Strona:
23
|
|
Śmierć
Microsoftowi
Artykuł ten dotyczy Microsoft'u, ale jest zupełnie inny niż wszystkie.
Wiem. Dostanę dużo obraźliwych maili, trudno :)
Podkreślam, że nie darzę szczególną sympatią Gates'a, czy Microsoftu.
Są tu tylko zebrane moje prywatne rozważania:
Nie rozumiem, dlaczego większość ludzi jest przeciwna Microsoftowi. Przecież
błędy tej firmy są niewspółmiernie małe w porównaniu z zasługami. Bez
Microsoftu PC wyglądał by zupełnie inaczej, niż wygląda. Zauważyłem
nawet, że większość ludzi nie wie za co nie lubi Microsoftu. Poprostu to
jest w modzie. Jest to takie ,,hackerskie''.

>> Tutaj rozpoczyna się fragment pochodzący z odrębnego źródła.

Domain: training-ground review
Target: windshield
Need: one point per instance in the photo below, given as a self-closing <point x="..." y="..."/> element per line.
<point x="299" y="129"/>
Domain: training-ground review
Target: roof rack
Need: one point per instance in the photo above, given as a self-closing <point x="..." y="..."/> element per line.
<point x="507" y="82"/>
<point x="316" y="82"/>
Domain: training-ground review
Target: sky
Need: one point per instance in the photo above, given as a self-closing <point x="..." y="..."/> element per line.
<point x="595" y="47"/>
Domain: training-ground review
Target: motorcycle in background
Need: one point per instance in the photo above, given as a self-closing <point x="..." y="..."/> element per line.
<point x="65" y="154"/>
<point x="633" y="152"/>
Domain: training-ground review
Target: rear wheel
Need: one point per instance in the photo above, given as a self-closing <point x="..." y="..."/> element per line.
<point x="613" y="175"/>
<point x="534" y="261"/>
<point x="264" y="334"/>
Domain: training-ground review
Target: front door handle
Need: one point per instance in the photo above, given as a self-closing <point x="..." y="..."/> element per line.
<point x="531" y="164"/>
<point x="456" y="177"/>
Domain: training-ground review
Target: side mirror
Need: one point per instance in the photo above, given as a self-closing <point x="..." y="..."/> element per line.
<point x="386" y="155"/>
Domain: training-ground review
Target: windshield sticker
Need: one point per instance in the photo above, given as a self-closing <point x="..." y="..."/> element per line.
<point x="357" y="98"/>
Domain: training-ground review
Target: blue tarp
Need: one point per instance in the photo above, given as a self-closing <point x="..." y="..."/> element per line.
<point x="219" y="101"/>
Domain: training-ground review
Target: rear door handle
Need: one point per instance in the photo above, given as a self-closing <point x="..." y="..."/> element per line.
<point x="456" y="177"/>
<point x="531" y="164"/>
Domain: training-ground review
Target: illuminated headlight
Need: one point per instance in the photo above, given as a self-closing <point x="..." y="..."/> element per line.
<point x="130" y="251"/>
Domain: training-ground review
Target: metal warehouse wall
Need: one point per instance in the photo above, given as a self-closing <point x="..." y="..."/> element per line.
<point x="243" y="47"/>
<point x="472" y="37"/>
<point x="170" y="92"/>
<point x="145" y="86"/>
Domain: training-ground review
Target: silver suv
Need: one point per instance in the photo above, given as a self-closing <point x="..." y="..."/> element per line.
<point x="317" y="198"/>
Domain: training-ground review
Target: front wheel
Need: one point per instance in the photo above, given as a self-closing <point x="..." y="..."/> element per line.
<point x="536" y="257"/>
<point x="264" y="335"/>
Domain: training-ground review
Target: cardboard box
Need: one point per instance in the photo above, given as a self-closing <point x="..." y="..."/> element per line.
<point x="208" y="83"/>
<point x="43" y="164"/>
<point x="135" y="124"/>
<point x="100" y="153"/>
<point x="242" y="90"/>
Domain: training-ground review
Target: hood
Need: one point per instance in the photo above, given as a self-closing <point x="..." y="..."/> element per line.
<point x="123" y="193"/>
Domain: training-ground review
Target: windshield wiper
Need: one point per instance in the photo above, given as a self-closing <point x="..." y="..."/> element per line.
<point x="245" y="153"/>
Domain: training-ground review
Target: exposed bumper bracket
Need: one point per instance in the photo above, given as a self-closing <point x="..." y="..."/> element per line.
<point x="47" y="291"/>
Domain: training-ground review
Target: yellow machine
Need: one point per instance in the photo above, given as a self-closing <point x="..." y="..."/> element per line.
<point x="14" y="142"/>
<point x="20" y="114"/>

Prawda, Bill Gates ma spory dochód. Co w tym złego? Należy mu tylko tego
pogratulować. Rockefeler doszedł do wielkiego majątku, ale jest za to
chwalony, a Gates jest za to samo ganiony. Dziwne. Zasługuje on na szacunek
ze względu na swój talent (nikt temu chyba, że ma talent, nie zaprzeczy).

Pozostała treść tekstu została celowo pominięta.